Diaphragm vs. Bell. The diaphragm is best for higher pitched sounds, like breath sounds and normal heart sounds. The bell is best for detecting lower pitch sounds, like some heart murmurs, and some bowel sounds. It is used for the detection of bruits, and for heart sounds (for a cardiac exam, you should listen with the diaphragm, and repeat with the bell). If you use the bell, hold it to the patient’s skin gently for the lowest sounds, and more firmly for the higher ones.

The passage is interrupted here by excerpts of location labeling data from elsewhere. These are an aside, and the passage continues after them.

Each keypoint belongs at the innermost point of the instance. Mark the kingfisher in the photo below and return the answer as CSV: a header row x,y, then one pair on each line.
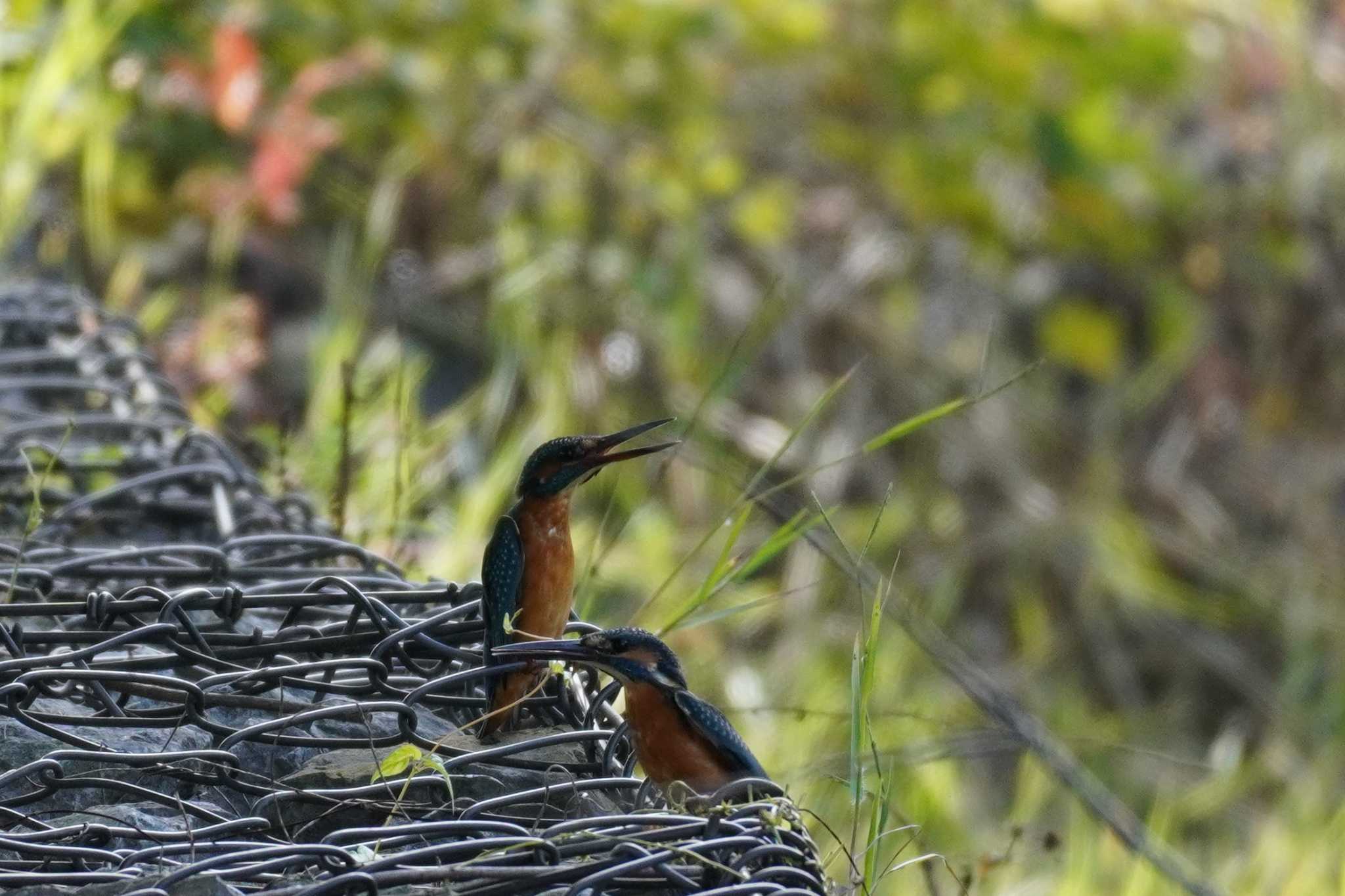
x,y
677,735
527,571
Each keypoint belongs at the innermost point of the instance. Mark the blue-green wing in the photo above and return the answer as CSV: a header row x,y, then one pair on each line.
x,y
711,725
502,580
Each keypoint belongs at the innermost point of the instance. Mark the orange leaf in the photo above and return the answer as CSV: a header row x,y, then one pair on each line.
x,y
236,81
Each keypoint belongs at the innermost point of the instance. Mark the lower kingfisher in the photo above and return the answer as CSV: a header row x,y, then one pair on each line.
x,y
677,735
527,571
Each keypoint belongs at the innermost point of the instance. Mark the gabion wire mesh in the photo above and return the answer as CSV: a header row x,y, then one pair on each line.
x,y
181,653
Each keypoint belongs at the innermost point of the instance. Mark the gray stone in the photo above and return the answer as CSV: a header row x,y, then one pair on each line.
x,y
20,746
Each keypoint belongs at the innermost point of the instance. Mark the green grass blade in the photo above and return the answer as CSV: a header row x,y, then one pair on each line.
x,y
787,534
912,423
721,571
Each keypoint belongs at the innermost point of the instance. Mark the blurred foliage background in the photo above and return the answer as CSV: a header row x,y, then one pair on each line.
x,y
512,219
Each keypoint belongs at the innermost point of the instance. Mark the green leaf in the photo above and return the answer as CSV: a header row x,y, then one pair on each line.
x,y
787,534
877,822
397,762
912,423
720,574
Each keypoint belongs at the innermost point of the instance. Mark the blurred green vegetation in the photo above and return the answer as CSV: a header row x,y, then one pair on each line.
x,y
518,219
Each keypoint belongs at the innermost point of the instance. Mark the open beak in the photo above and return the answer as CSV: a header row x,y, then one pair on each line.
x,y
567,649
604,444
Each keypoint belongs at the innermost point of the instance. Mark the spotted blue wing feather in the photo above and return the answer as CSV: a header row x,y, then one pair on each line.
x,y
502,580
711,725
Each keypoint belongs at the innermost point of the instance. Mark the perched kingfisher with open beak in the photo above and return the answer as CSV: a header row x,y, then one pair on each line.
x,y
677,735
527,571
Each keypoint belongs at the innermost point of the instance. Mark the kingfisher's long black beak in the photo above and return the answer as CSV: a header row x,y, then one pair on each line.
x,y
600,456
569,651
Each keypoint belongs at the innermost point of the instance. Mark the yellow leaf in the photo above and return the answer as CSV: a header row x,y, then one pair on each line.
x,y
397,762
766,215
1083,336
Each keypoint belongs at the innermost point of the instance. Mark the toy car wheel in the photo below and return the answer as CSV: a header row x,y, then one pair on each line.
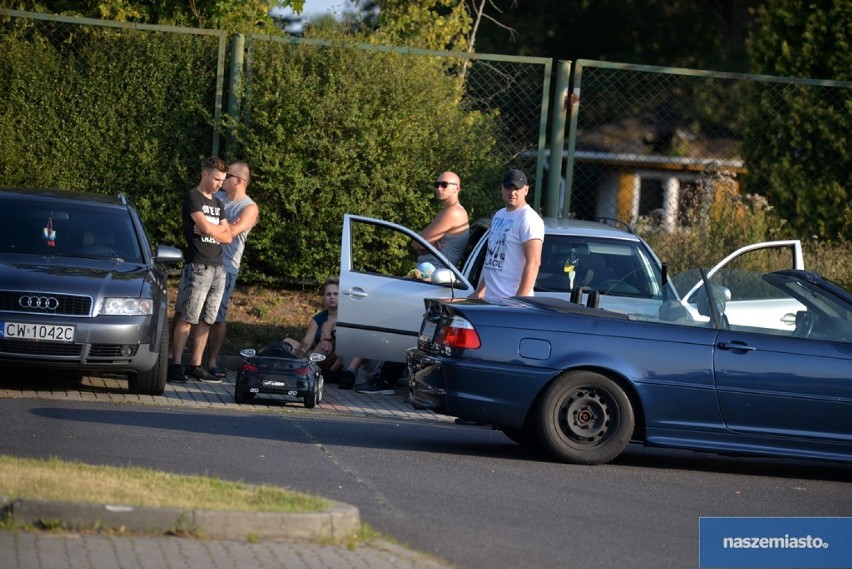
x,y
242,394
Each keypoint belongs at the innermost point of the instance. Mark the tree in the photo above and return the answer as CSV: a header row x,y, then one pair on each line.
x,y
797,140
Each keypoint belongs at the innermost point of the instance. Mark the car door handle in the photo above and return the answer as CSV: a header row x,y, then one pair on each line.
x,y
356,293
736,347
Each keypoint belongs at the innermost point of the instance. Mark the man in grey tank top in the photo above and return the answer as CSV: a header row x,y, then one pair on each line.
x,y
241,213
449,230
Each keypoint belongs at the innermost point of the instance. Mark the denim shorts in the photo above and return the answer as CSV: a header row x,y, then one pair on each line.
x,y
230,283
200,292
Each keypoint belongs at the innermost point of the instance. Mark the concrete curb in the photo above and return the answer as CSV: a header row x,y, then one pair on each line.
x,y
336,524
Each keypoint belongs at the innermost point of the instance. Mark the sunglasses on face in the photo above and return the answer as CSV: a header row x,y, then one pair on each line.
x,y
443,184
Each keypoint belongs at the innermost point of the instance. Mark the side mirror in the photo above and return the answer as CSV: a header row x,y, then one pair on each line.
x,y
443,276
166,254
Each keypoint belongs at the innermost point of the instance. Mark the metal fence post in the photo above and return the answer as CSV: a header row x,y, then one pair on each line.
x,y
235,85
557,138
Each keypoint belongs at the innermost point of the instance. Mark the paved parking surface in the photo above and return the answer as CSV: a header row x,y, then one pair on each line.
x,y
41,550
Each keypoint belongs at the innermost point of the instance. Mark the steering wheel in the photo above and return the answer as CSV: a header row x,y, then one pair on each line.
x,y
804,324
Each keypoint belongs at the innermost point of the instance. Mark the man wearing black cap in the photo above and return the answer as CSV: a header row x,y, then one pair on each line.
x,y
514,244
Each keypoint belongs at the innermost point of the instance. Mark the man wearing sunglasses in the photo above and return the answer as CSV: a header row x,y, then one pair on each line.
x,y
449,230
241,212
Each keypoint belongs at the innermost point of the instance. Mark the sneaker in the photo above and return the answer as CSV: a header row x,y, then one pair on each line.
x,y
375,388
347,379
201,374
175,374
218,372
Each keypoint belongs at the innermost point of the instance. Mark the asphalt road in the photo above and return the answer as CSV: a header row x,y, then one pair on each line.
x,y
465,494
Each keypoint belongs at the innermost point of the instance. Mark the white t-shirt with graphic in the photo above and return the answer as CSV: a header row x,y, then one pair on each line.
x,y
504,261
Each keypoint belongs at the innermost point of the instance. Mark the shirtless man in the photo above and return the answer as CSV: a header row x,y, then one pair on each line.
x,y
449,230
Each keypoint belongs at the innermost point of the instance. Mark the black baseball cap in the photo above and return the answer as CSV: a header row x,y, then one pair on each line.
x,y
514,178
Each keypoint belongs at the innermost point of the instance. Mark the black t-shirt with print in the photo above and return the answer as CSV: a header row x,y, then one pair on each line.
x,y
202,249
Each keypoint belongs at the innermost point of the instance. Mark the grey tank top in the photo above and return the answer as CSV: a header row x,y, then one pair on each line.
x,y
451,246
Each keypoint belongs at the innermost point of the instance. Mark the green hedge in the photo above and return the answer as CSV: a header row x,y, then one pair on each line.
x,y
325,130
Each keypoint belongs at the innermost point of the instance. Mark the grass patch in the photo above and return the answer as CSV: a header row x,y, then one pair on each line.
x,y
54,479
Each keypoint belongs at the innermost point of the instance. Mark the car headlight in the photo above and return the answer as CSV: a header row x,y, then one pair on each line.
x,y
127,306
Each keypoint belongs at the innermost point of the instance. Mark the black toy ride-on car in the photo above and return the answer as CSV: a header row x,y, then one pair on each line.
x,y
280,369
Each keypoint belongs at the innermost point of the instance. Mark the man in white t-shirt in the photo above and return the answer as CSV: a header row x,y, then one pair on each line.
x,y
514,244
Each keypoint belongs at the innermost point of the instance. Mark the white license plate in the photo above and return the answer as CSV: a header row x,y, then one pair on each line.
x,y
427,330
43,332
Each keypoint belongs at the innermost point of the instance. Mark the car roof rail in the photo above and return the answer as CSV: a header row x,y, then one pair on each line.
x,y
615,223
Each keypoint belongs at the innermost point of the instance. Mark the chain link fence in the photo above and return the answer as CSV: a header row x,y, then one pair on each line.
x,y
647,144
108,107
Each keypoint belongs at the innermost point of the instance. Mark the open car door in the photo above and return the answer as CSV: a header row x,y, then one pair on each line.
x,y
750,305
381,307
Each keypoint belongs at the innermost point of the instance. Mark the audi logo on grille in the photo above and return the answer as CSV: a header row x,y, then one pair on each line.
x,y
39,302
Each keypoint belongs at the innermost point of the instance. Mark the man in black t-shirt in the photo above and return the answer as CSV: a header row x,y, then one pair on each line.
x,y
202,280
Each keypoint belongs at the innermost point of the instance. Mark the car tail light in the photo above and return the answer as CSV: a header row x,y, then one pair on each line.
x,y
459,333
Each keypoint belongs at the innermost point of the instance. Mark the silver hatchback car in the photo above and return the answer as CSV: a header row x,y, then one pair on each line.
x,y
81,289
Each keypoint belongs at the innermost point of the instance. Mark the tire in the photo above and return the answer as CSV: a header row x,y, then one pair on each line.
x,y
242,394
584,418
153,381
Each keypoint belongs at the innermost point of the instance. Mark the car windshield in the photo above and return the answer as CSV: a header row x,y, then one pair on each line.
x,y
616,268
68,230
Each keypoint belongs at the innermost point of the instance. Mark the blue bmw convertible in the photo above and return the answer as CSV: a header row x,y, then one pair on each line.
x,y
734,362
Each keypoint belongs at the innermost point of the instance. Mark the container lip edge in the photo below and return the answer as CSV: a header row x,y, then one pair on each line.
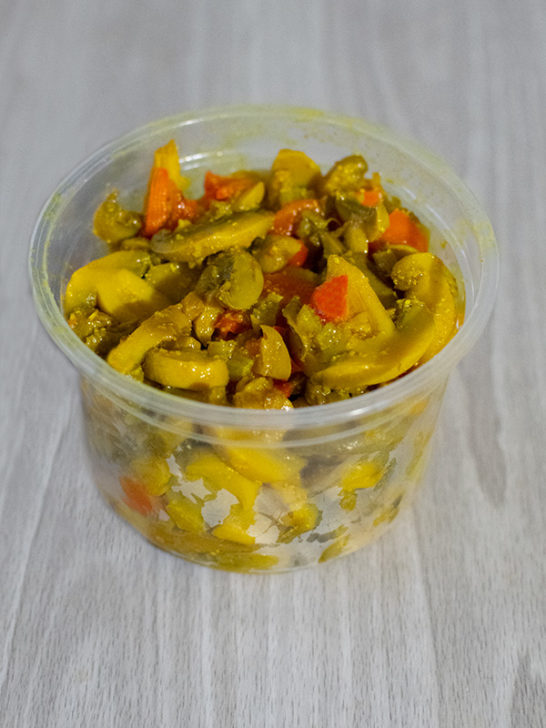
x,y
88,363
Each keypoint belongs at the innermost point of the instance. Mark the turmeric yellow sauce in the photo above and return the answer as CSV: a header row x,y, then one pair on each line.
x,y
274,290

Which one should I buy? Plan on spending no less than $60 for a quality stethoscope. Cheaper ones can work alright, but aren’t as durable, and have weaker sound profiles. The standard by which all others are measured is generally accepted to be the 3M Littman Cardiology III. Don’t spend gobs of money on a digital unless you know you will be working in cardiology – and maybe not even then. To see our stethoscope recommendations, visit stethoscope buyer’s guide page.
Infection control. Clean your stethoscope regularly, particularly the chest piece. Studies have found that stethoscopes are frequently the vectors for patient-to-patient disease transmission. Just wipe the chest piece with an alcohol prep pad to disinfect.